Jim Davies’ feature made welcome reading (DW 11 April). Recognition at last for the role we writers play in helping designers deliver even more exciting work.
But it must be said that our lack of recognition to date has not just been because designers don’t ‘get’ us. It’s also because in the main, writers have simply failed to develop a service that actually makes sense to the way design groups work.
The truth is, writers have a huge amount to learn from the way designers deliver their service to their clients. A simple case in point is this: when a designer delivers first creative concepts to a client they give a selection to choose from. How often do writers do that?
We need to build in feedback systems so that our service keeps improving. And don’t even get me started on the need for proper training and recruitment of our own. I mean, why don’t writers have an association? Why are we always a minor part in someone else’s professional body, like British Design & Art Direction (which stands for designers and art directors) or the Design Business Association, or even the Design Council?

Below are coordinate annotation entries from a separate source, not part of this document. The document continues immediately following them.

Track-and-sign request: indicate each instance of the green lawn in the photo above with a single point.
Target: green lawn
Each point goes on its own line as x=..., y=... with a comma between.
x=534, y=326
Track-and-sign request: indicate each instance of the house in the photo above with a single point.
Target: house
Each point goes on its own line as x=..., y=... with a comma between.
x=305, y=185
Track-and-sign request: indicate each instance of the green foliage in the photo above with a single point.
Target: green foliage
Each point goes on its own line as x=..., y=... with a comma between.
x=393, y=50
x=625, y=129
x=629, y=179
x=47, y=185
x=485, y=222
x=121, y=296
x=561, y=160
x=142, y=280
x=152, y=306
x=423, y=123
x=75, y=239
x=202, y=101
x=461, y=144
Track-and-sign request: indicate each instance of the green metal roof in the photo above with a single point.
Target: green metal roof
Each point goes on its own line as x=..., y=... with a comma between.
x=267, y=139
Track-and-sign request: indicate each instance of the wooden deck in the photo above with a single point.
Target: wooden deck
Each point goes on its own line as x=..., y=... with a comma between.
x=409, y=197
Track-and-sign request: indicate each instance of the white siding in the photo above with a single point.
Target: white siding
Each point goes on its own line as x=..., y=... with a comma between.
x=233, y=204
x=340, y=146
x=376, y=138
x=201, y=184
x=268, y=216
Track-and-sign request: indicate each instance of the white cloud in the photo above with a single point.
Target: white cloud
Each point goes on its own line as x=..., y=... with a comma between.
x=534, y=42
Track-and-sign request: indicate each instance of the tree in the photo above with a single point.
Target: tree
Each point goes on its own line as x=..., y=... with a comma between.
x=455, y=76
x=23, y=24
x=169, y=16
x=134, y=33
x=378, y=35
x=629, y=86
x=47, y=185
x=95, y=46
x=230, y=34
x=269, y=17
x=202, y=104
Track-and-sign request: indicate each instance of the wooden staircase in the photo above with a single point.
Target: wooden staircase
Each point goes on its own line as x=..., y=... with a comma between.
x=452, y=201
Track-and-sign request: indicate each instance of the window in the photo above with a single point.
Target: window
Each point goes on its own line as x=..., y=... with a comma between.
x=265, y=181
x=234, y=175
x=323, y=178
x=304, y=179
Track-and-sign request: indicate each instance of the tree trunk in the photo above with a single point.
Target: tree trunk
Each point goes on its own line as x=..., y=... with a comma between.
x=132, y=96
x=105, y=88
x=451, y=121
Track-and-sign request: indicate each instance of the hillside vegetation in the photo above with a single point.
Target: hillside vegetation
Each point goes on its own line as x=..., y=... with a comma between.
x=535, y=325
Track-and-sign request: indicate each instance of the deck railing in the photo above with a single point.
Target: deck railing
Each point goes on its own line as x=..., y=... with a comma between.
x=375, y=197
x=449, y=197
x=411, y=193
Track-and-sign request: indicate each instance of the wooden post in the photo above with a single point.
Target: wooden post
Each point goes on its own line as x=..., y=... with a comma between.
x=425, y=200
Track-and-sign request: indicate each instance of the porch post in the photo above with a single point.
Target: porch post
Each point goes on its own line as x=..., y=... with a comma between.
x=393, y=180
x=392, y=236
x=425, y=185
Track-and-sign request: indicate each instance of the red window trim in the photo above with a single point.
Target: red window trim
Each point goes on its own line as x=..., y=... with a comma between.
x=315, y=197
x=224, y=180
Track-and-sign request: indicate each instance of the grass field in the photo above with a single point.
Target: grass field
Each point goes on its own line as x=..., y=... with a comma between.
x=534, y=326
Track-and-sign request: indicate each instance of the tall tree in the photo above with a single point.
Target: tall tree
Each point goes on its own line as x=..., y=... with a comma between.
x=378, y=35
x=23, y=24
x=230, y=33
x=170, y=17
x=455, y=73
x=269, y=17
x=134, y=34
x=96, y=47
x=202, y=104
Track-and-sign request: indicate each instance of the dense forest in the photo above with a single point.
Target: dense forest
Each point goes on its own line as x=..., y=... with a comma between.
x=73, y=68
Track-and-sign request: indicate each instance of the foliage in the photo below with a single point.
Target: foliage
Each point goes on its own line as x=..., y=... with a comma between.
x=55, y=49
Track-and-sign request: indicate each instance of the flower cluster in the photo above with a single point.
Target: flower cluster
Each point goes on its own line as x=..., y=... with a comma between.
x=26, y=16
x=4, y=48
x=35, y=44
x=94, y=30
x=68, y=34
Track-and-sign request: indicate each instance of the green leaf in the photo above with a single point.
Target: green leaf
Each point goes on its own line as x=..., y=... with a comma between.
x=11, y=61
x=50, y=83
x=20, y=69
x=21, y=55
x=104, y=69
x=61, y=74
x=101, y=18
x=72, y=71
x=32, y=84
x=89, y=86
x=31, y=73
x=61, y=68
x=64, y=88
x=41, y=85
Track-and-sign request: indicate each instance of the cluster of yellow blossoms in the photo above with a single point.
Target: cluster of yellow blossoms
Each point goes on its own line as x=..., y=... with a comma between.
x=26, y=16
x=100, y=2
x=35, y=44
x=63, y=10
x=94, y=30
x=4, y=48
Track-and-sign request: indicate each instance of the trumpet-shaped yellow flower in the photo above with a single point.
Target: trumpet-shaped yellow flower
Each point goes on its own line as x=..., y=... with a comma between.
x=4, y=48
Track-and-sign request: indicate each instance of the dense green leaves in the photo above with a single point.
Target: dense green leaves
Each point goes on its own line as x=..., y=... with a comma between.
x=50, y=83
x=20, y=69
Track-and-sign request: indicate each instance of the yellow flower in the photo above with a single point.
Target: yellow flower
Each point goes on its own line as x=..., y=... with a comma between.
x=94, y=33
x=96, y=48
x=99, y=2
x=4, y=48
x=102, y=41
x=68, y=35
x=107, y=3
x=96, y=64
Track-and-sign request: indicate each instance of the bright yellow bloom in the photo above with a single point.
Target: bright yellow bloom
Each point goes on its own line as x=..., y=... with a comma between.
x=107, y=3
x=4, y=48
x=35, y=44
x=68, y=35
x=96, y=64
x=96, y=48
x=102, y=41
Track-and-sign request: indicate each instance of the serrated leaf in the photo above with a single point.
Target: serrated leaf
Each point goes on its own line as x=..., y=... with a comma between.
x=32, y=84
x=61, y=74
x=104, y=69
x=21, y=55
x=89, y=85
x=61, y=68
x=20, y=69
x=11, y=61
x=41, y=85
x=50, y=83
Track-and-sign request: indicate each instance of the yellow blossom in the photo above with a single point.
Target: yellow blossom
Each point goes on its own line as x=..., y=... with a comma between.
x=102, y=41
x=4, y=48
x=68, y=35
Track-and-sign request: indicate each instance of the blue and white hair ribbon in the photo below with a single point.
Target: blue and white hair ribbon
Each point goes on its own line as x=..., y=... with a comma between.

Anyway, the point is something’s gone wrong in this system, because writers love designers. (Hell, writers’ best ideas look so much better when designed.)
And the truth is we have a tonne of creative and storytelling ideas that really can help designers sell their corporate clients in more exciting, more engaging and even more inspiring ways.
But until we learn to evolve the way we work for consultancies, we’re going to continue to be cut out of the creative loop. And although that’s a huge pity, it is, even more importantly, a powerful commercial opportunity that could be about to pass all of us by.